Construir uma relação saudável exige escuta ativa. Quantas vezes repetimos nossas demandas querendo ser ouvidos? A vida a dois floresce quando aprendemos a ouvir com o coração: os silêncios, as dificuldades, os planos do outro também falam. Não é necessário um grito de socorro quando existe um olhar atento.
Amar também é dialogar com as necessidades alheias. Se meu cônjuge sente a falta de tempo juntos, é sinal de que eu preciso renunciar a algo — trabalho excessivo, distrações digitais. O apego ao “meu mundo” impede o amor de criar espaço em nós. Precisamos, como o samaritano, curvar-nos sobre o outro, cuidar de suas feridas, regar com atenção o jardim da intimidade.
Relacionar-se a dois não é somar comodidades, mas enfrentar desafios
Cada diferença é uma oportunidade de crescer em paciência, humildade e perdão.

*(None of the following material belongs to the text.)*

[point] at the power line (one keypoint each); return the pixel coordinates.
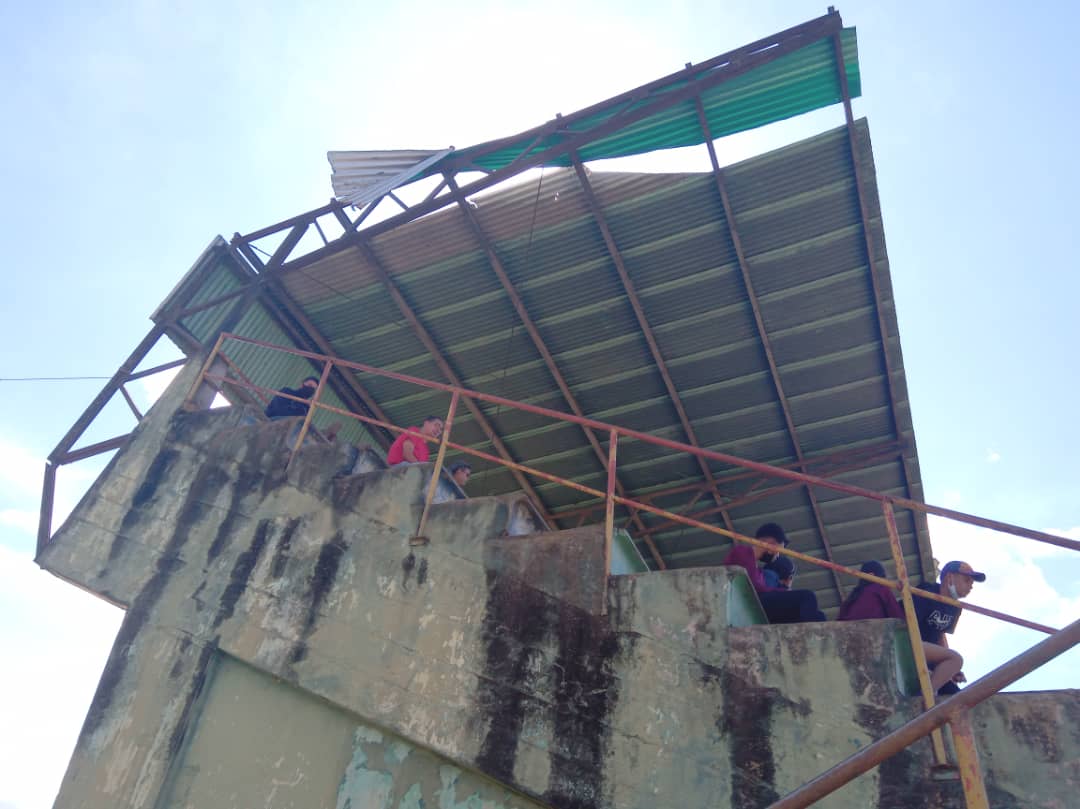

Quando ele erra, ela aprende a perdoar; quando ela cai, ele veste as “armas da luz” para levantá-la (Rm 13,12). E assim, juntos, tornam-se mais fortes do que cada um já foi algum dia isoladamente.
No fundo, viver a dois é ecoar a vida de Deus, que é comunhão perfeita. É descobrir que, na entrega mútua, nos tornamos instrumentos de Sua graça e sinal de esperança para o mundo ferido pelo egoísmo.